The two IMF/EU bailout loans that averted a major sovereign default and almost certain exit from the Euro were hardly an act of European altruism or solidarity. Greece has to pay interest on the loans which are disbursed in tranches and agree to wide ranging economic and social reforms which the creditors believed would restore long-term stability to the Greek economy and put it back on the path of growth.
Some of the perks which certain groups of Greek citizens were entitled to would raise eyebrows almost everywhere else. For instance, Greek civil servants whose jobs required them to work for more than five hours per day in front of a computer screen were entitled to an extra six days of annual leave. This practice is to cease under current reforms and will return 5000 man-days to the Greek civil service. Similarly, payment of an attendance bonus will also come to an end as will the practice of allowing an unmarried daughter to claim her late father’s pension.

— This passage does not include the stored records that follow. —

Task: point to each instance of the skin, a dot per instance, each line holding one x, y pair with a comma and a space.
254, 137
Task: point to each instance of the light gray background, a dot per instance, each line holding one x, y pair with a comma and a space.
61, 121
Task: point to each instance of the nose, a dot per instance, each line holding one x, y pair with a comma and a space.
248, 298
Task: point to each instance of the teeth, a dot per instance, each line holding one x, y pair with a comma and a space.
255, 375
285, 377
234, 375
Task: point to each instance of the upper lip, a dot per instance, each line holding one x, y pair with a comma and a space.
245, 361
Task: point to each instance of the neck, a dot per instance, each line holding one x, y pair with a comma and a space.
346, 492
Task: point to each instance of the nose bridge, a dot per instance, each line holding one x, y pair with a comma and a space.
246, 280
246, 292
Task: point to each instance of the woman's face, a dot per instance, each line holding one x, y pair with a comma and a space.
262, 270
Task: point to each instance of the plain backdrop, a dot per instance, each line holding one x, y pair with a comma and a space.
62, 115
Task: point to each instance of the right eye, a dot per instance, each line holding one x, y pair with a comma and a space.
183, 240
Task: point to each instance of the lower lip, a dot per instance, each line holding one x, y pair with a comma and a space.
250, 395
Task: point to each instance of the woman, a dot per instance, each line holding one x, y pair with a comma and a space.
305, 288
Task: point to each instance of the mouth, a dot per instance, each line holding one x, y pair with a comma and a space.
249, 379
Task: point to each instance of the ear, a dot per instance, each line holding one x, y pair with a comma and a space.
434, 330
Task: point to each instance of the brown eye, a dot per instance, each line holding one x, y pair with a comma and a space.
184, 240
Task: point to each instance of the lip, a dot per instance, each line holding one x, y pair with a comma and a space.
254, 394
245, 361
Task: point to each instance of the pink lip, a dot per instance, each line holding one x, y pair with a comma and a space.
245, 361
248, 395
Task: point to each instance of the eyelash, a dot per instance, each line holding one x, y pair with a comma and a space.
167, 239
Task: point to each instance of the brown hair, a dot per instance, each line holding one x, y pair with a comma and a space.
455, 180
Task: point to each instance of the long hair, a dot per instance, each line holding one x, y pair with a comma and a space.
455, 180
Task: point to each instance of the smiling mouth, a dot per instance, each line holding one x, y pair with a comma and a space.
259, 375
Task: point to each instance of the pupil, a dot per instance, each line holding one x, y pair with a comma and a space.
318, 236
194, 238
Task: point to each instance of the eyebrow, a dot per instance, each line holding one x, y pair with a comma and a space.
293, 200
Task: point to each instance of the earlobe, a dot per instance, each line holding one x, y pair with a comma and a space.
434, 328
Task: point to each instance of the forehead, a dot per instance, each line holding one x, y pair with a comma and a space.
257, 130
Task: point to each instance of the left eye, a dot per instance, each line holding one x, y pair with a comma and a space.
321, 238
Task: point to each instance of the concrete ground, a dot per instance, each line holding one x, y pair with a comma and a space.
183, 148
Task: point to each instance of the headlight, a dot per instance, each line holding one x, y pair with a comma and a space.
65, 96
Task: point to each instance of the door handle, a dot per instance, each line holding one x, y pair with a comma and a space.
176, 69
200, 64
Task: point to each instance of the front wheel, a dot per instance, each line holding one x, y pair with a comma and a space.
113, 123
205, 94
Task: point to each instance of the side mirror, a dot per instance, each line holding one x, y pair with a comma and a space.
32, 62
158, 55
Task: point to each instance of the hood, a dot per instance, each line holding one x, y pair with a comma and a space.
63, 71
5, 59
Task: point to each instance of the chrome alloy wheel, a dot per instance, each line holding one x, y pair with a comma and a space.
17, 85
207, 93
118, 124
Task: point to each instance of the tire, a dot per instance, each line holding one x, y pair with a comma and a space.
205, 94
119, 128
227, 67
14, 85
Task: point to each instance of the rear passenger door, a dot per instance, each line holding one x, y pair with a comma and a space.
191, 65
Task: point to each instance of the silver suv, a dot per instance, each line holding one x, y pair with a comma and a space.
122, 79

Strike action has been called in protest against public sector lay-offs and mandatory transfers, approved in July. The transfers will put 25000 public employees into a “mobility pool” by year’s end and they will then either be required to redeploy if they are not made redundant. Their salaries have been reduced whilst they wait to learn their fate. 15000 civil service jobs are likely to be axed by the end of 2014 as part of the nation’s austerity measures. The Greek civil service is widely regarded as bloated, inefficient and in need of reform, but this will be of no comfort to those at the sharp edge of the reforms.
The Greek economy has contracted by 23% since 2008 and is expected to shrink by a further 4.2% this year. The Greek PM believes that the recession is slowing and that the deficit will soon be eliminated. It is estimated that Greece may need a further €10 billion to meet its needs before it is out of the woods.